Purity Ring – Shrines

Mon premier souvenir de Purity Ring remonte au printemps 2011. À l’époque, ce nouveau duo devenait le 25 000e groupe à s’inscrire sur la défunte page de la chaîne CBC Radio 3. De ce que j’ai retenu de la couverture accordée à la formation par mes collègues de la société d’État, les deux membres, Corin Roddick (Gobble Gobble) et Megan James, montaient leur pop électro à distance, entre Edmonton et Halifax et venaient tout juste de lancer leur premier simple, Ungirthed.

Contrairement à la très grande majorité des groupes qui avaient leur page sur CBCR3, l’histoire ne s’est pas arrêtée là pour Purity Ring. Le duo a signé une entente avec la maison de disque Last Gang Records (Metric, DFA1979) au Canada et l’incontournable étiquette 4AD (Bon Iver, The National) ailleurs sur la planète. Difficile d’avoir mieux pour créer un buzz autour d’un groupe. Shrines, premier disque complet, fut lancé le 24 juillet dernier, au grand plaisir des mélomanes du web.
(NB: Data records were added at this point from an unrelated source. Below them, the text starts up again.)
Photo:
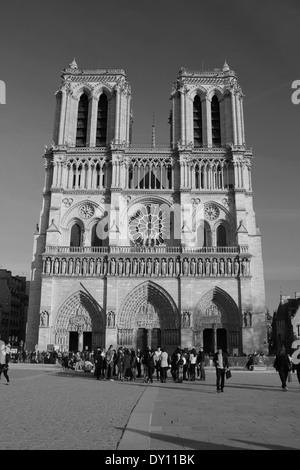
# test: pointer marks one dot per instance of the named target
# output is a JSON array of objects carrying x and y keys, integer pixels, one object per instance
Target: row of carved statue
[{"x": 147, "y": 266}]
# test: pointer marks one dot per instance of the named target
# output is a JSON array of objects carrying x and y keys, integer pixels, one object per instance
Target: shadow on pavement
[{"x": 192, "y": 444}]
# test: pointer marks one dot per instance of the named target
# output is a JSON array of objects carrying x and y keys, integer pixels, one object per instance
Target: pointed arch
[
  {"x": 219, "y": 304},
  {"x": 101, "y": 131},
  {"x": 82, "y": 121},
  {"x": 145, "y": 293},
  {"x": 215, "y": 121},
  {"x": 79, "y": 311},
  {"x": 197, "y": 121}
]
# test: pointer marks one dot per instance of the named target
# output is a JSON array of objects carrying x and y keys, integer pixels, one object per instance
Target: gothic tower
[{"x": 150, "y": 246}]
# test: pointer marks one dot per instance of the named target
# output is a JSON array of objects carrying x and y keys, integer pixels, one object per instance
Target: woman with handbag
[
  {"x": 282, "y": 364},
  {"x": 220, "y": 361}
]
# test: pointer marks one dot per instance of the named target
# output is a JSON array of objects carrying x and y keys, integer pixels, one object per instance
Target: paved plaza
[{"x": 45, "y": 408}]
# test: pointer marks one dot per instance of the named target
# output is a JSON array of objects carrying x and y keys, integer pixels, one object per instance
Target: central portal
[
  {"x": 148, "y": 338},
  {"x": 149, "y": 319}
]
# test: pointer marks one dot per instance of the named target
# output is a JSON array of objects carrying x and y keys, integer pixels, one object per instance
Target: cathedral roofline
[
  {"x": 216, "y": 72},
  {"x": 81, "y": 72}
]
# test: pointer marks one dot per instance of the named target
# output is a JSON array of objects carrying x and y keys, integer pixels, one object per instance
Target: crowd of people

Est-ce que cette salle d’écoute virtuelle débordait un peu trop d’enthousiasme autour de Purity Ring? Shrines n’est pas un chef-d’oeuvre, mais plutôt un très bon disque. La dream pop du duo est accrocheuse, grâce aux constructions répétitives de Roddick et à l’interprétation naïve de James. On se dit que oui, OK, c’est bon, mais après?

Bien, après, on se rappelle que le groupe est tout jeune, tout frais, et qu’il a réussi à définir un son précis dans un si grand terrain de jeu, tant dans ses échantillons rythmiques que dans la manière d’approcher ses influences R&B. La musique de Purity Ring a beau être très robotisée, elle est également vaporeuse, intrigante, sans nous perdre inutilement de progression en progression. Shrines se range du côté de l’accessibilité, sans pour autant renier l’audace, bien que cette dernière soit présente de manière subtile.

L’impression est récurrente, particulièrement lorsqu’on accumule les écoutes; Shrines est le résultat d’une vision accélérée, tordue et congelée du potentiel mystérieux, voire mystique, de la musique pop. Le premier coup d’oeil est convaincant, mais c’est lorsque l’on connaît bien le disque qu’il dévoile tous ses secrets, bien loin de ses hameçons, même si ce sont les extraits lancés sporadiquement par Purity Ring depuis 2011 qui définissent ses qualités.

À défaut de crier au génie et d’inventer une échelle de classement pour justifier cette critique, je vais me contenter de retourner vers Purity Ring et cette très bonne collection de singles électro pop lorsque l’envie se fera sentir. En attendant, l’offre dépasse la demande, tout simplement.